The present invention should not be limited to the embodiment described 
above, and may be variously modified within the scope of the invention not 
departing from the gist. 
For example, although the embodiment has been explained with reference to 
the case of grinding both surfaces of each work, the present invention is 
applicable to a case where only one surface of each work is ground. In 
this case, works are not provided on the lower grinding wheel but are 
directly provided on a rotation table or a fixed table. Also, the present 
invention is applicable not only to the case where a plurality of works 
are processed simultaneously but also to the case where works are 
processed one after another. Although the pneumatic cylinders 35 and 45 
are used in the case shown in the figures, any fluid can be used as long 
as the cylinders are of a type such as a hydraulic cylinder that uses 
fluid as its operation medium. The work is not limited to an aluminum 
substrate but a glass substrate can be ground and/or polished. 

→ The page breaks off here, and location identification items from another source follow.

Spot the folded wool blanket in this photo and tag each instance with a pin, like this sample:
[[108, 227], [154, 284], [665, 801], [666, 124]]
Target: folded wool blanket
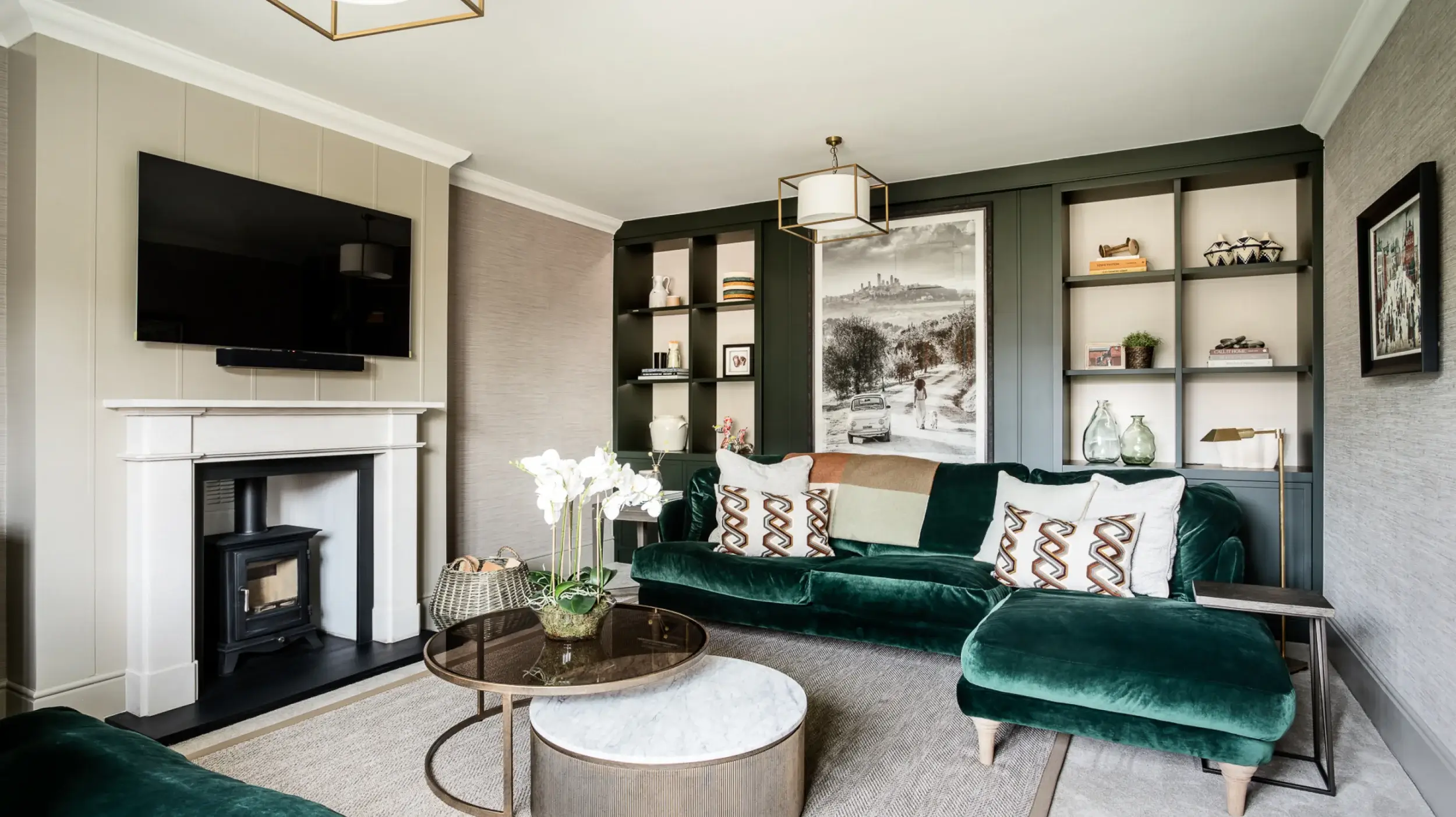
[[874, 497]]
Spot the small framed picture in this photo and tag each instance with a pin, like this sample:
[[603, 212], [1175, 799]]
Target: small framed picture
[[1105, 356], [1400, 277], [738, 360]]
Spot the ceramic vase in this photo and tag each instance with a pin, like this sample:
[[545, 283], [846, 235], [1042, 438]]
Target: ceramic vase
[[1270, 249], [1137, 443], [1247, 249], [1219, 254], [1101, 442], [669, 433], [659, 296]]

According to the present invention, a pressure force depending on a primary 
load is directly applied to a grinding shaft by a primary fluid pressure 
cylinder applied with a first fluid pressure, and a pressure force 
depending on a secondary load is indirectly applied to the grinding shaft 
through a lever member as for a secondary fluid pressure cylinder applied 
with a second pressure higher than the first fluid pressure. Therefore, 
the secondary load can be controlled with high precision, so the pressure 
force applied to the grinding shaft can be controlled with high precision. 
As a result, the ground surfaces of the works are applied with a pressure 
force with fewer errors, and the works can be ground with high precision.